# Join and meet in projective geometric algebra

I’m posting this due to a thread on the bivector discord channel that raised the question of what exactly one should associate with the terms “join” and “meet” in PGA, projective geometric algebra. Since I’d like to be able to find this answer again, I’m posting it here and providing a link to this post back on discord.

The answer to this question of “join” and “meet” contains some surprises due to the existence of both plane-based and point-based PGA.

In any GA, the wedge (or “progressive”) product A^B of two (linearly independent) 1-vectors A and B consists of 1-vectors P satisfying P \wedge A \wedge B = 0 (so-called “outer product null space”). This is a 1D family of 1-vectors, the “span” of A and B.

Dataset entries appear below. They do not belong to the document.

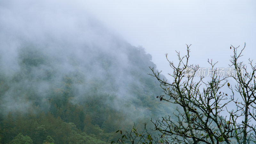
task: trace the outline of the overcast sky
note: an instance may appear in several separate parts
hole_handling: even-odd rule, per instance
[[[141,45],[158,69],[169,70],[164,54],[177,60],[191,47],[191,63],[208,68],[208,58],[227,67],[230,44],[246,48],[244,60],[255,59],[255,1],[93,0],[84,8],[132,44]]]
[[[202,67],[209,66],[208,58],[219,61],[218,67],[228,67],[231,44],[246,43],[244,60],[255,59],[256,53],[255,1],[3,1],[0,12],[2,30],[31,37],[47,30],[61,36],[66,31],[77,33],[80,29],[73,23],[82,25],[89,15],[132,45],[145,48],[163,74],[170,72],[164,54],[177,61],[175,51],[185,54],[186,44],[192,44],[190,63]]]

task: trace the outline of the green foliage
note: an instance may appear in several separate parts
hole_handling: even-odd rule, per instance
[[[54,140],[53,140],[53,139],[52,137],[51,136],[48,136],[47,137],[46,137],[45,140],[44,140],[44,144],[45,144],[45,143],[50,143],[51,144],[53,143],[54,142]]]
[[[9,143],[9,144],[33,144],[33,141],[27,135],[24,136],[21,133],[19,133]]]
[[[147,74],[148,67],[155,66],[151,56],[126,44],[125,63],[97,52],[84,65],[74,56],[52,57],[33,44],[21,48],[20,68],[11,74],[0,71],[1,142],[17,140],[21,132],[34,143],[110,143],[118,137],[116,130],[172,110],[155,100],[161,90]],[[64,64],[72,66],[63,69]]]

Examples: In a point-based PGA, where 1-vectors are points, this yields the joining line between the two points as a set of points (technical name: “point range”). In a plane-based PGA, such as euclidean PGA, 1-vectors are planes and the wedge yields a set of planes that all pass through the common line of A and B (that’s called a “plane pencil”), the meeting line of the two planes. So the same wedge operation can appear as join or meet depending on whether you are in a point-based or a plane-based algebra. In both cases however, the word “span” would be accurate to describe the resulting subspace.

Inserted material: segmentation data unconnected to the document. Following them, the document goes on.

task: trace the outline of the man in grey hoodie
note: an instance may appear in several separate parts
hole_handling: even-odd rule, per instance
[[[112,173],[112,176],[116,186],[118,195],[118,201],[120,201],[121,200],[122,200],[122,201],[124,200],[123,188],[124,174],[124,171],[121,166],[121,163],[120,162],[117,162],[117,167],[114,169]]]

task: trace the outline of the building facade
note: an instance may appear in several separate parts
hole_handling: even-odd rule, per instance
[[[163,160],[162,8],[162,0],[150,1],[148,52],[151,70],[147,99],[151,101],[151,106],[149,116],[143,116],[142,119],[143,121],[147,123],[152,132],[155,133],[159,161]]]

The following figure shows the two representations of a 3D line: as point range (on the right) and plane pencil (on the left). These are sometimes called spear (point range) and axis (plane pencil).

That’s not all. Every GA also has a regressive product that adds another flip to the logic. The regressive product, unlike the span, gives the intersection of its arguments, considered as sets.

Example: In a 3D point-based PGA, 3-vectors are planes, each thought of as consisting of a 2D extent of points. The regressive product A \vee B of two planes, then, consists of the points common to both, that is, the meeting line (as a point range). Recall that the wedge (or progressive) product of the two planes in the plane-based algebra produced the same line, but as a set of planes (plane pencil). Something similar happens in a 3D plane-based PGA: 3-vectors are points, each considered to consist of all the planes that pass through the point (the so-called “plane bundle” of the point). The set of planes common to both bundles is the “plane pencil” of the common line of the two points, that is, the set of all planes that pass through this common line. Just like “span” was a neutral term for the progressive product, a neutral term for the regressive product would be “intersection”.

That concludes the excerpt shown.